Social Media, Trust and Patricia Dunn
Show me a CEO who truly believes that mobs are smart and crowds are wise and I’ll show you a nine-toed wombat. As the continuing sordid saga at HP demonstrates, few executives make it to the top without acquiring unhealthy doses of paranoia and hubris along the way. All too often, this leads to a bunker mentality in which the only opinion that counts is your own and control becomes the total focus of management.
My own experience in HQ culture tells me that HP chairman Patricia Dunn’s imprudent, and probably, illegal efforts to identify and smother an adversary were simply at the extreme end of business as usual. The old Mort Sahl line: “Just because you’re paranoid doesn’t mean they’re not really trying to get you” is an all too common boardroom mantra.
And, as Steve Jobs discovered a few years back, even being a founder is no guarantee against a palace coup.
All of this is important because it explains the uphill battle that social media face in gaining acceptance in large enterprises. Public blogs, wikis and social networking sites all derive their power, and usefulness, from a high level of trust in individuals to be fair and honest and non-destructive. You have to trust that the Wikipedia (or any other wiki) entry you read is accurate without knowing much or anything about the person who created it. The usual indicators of trustworthiness–reputation, authority, areas of expertise, level of responsibility–are usually absent and have to be assumed.

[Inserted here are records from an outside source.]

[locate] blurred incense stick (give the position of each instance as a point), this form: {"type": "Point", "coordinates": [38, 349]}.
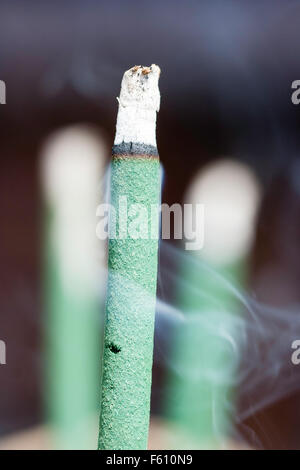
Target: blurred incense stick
{"type": "Point", "coordinates": [72, 167]}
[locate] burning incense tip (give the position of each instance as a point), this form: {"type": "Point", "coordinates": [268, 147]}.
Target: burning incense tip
{"type": "Point", "coordinates": [139, 102]}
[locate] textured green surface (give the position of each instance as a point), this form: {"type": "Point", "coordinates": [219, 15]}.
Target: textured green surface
{"type": "Point", "coordinates": [72, 336]}
{"type": "Point", "coordinates": [201, 390]}
{"type": "Point", "coordinates": [130, 311]}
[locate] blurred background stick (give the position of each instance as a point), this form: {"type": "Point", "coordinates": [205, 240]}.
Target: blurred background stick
{"type": "Point", "coordinates": [131, 296]}
{"type": "Point", "coordinates": [72, 164]}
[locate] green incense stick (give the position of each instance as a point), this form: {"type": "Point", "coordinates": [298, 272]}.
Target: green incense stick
{"type": "Point", "coordinates": [71, 167]}
{"type": "Point", "coordinates": [133, 252]}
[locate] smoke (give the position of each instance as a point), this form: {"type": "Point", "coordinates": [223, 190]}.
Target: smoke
{"type": "Point", "coordinates": [254, 340]}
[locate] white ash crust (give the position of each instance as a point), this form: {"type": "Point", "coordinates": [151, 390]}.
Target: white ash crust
{"type": "Point", "coordinates": [139, 103]}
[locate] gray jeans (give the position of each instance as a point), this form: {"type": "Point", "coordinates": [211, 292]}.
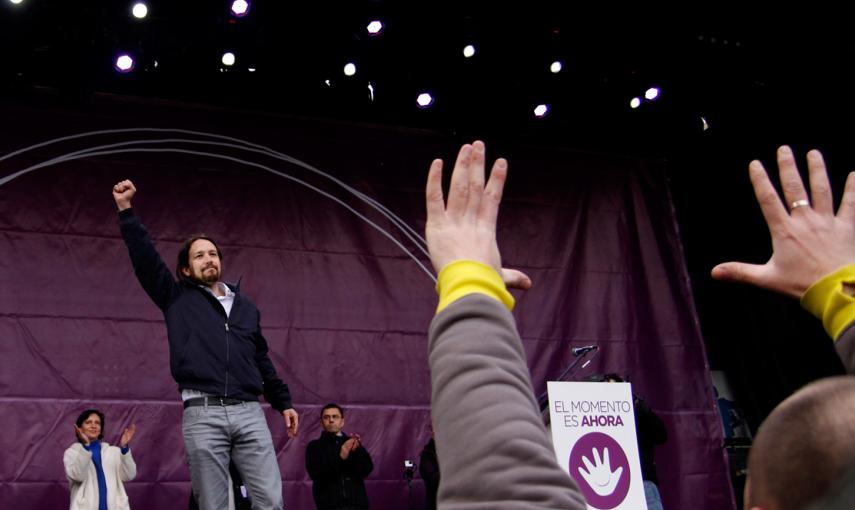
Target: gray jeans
{"type": "Point", "coordinates": [214, 434]}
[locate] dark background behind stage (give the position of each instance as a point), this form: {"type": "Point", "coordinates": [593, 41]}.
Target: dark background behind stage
{"type": "Point", "coordinates": [619, 214]}
{"type": "Point", "coordinates": [345, 311]}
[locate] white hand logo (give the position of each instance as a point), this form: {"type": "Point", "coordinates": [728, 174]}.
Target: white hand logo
{"type": "Point", "coordinates": [599, 475]}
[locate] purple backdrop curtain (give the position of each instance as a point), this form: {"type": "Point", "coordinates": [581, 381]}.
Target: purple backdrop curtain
{"type": "Point", "coordinates": [344, 309]}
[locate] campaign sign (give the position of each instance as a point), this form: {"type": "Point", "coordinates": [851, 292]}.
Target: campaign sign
{"type": "Point", "coordinates": [593, 432]}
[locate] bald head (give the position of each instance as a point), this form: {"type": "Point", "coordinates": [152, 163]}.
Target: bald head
{"type": "Point", "coordinates": [803, 446]}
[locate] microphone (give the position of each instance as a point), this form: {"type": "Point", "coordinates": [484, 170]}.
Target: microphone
{"type": "Point", "coordinates": [578, 351]}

The same thing is generally true of public blogs, although more and more ”experts” with real-world reputations have joined the public fray and there is a greater understanding that blogs are an outlet for opinion and few of them actually get read much anyway.

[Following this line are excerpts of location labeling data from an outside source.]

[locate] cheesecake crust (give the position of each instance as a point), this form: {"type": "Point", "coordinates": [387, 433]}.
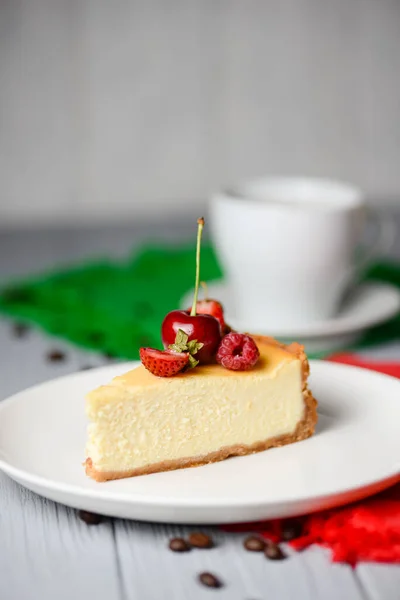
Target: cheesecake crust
{"type": "Point", "coordinates": [304, 429]}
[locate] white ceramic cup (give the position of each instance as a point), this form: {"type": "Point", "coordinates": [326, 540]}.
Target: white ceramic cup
{"type": "Point", "coordinates": [290, 247]}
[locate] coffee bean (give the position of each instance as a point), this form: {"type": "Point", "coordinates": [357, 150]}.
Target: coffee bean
{"type": "Point", "coordinates": [291, 530]}
{"type": "Point", "coordinates": [273, 552]}
{"type": "Point", "coordinates": [56, 356]}
{"type": "Point", "coordinates": [20, 330]}
{"type": "Point", "coordinates": [179, 545]}
{"type": "Point", "coordinates": [200, 540]}
{"type": "Point", "coordinates": [90, 518]}
{"type": "Point", "coordinates": [210, 580]}
{"type": "Point", "coordinates": [254, 544]}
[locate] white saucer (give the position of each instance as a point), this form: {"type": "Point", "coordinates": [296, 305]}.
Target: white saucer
{"type": "Point", "coordinates": [355, 452]}
{"type": "Point", "coordinates": [369, 305]}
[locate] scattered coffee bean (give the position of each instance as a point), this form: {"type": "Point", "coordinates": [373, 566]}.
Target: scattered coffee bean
{"type": "Point", "coordinates": [200, 540]}
{"type": "Point", "coordinates": [273, 552]}
{"type": "Point", "coordinates": [210, 580]}
{"type": "Point", "coordinates": [90, 518]}
{"type": "Point", "coordinates": [20, 330]}
{"type": "Point", "coordinates": [291, 530]}
{"type": "Point", "coordinates": [254, 544]}
{"type": "Point", "coordinates": [179, 545]}
{"type": "Point", "coordinates": [56, 356]}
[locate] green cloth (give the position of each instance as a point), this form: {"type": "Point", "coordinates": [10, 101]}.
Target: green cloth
{"type": "Point", "coordinates": [116, 307]}
{"type": "Point", "coordinates": [107, 306]}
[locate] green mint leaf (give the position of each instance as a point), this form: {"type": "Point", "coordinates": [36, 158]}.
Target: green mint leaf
{"type": "Point", "coordinates": [175, 347]}
{"type": "Point", "coordinates": [192, 362]}
{"type": "Point", "coordinates": [181, 338]}
{"type": "Point", "coordinates": [194, 346]}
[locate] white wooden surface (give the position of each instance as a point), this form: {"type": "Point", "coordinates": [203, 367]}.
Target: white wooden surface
{"type": "Point", "coordinates": [146, 105]}
{"type": "Point", "coordinates": [47, 553]}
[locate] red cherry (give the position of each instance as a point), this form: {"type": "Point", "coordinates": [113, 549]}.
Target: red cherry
{"type": "Point", "coordinates": [203, 328]}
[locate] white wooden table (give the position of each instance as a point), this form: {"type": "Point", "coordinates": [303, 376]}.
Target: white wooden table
{"type": "Point", "coordinates": [48, 553]}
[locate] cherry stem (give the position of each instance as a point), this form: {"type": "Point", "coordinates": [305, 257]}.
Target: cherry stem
{"type": "Point", "coordinates": [205, 288]}
{"type": "Point", "coordinates": [200, 225]}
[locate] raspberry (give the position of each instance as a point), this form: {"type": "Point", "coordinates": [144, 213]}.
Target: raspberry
{"type": "Point", "coordinates": [237, 352]}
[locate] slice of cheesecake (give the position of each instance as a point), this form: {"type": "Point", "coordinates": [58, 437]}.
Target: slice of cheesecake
{"type": "Point", "coordinates": [143, 424]}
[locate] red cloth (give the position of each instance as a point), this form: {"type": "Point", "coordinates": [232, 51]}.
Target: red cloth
{"type": "Point", "coordinates": [368, 530]}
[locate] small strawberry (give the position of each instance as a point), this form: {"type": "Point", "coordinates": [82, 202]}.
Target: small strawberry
{"type": "Point", "coordinates": [163, 363]}
{"type": "Point", "coordinates": [166, 363]}
{"type": "Point", "coordinates": [213, 308]}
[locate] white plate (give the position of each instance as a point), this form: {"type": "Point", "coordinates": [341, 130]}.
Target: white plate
{"type": "Point", "coordinates": [369, 305]}
{"type": "Point", "coordinates": [355, 451]}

To idealists like Jimmy Wales and old hippies like Howard Rheingold, social media are a manifestation of democracy in action, the modern face of “power to the people.” To CEOs and other control freaks, they are improvised explosive devices hidden along the road to organizational unity–especially when employees produce blogs that become popular in the outside world.
Most technology bloggers wrote about what a “loss” it was for Microsoft to lose Robert Scoble and his friendly, well-trafficked, maverick blog to PodTech. You could hear the sign of relief from Redmond in Los Angeles.
None of this is meant to imply that social media won’t find a home within enterprises. They will, but they will be limited to specific users and to specific projects. They will be much more tightly controlled and tied to official communications policies. The anybody-can-play-with-absolute-freedom-of-expression notion is just not going to happen behind the firewall.
And, Debbie Weil notwithstanding, most CEOs of large enterprises are never going to blog because they don’t need the publicity and it only provides ammunition for rival companies, regulators, irate customers, and the people down the hall who want their jobs.
Think of how much fun it would be to go back and read through Patricia Dunn’s blog right now, if she had kept one. All the stuff about integrity and the HP way. All the noises about ethics. It would be hysterical and cause even more embarassment for the company.
Still, we own Ms. Dunn a debt. She’s proven that women executives can be just as vicious as the boys.
Posted: September 21st, 2006 under Companies, Social Networking, Social Media, Enterprise Web 2.0, CEO Blogs, Social Computing, Hewlett-Packard.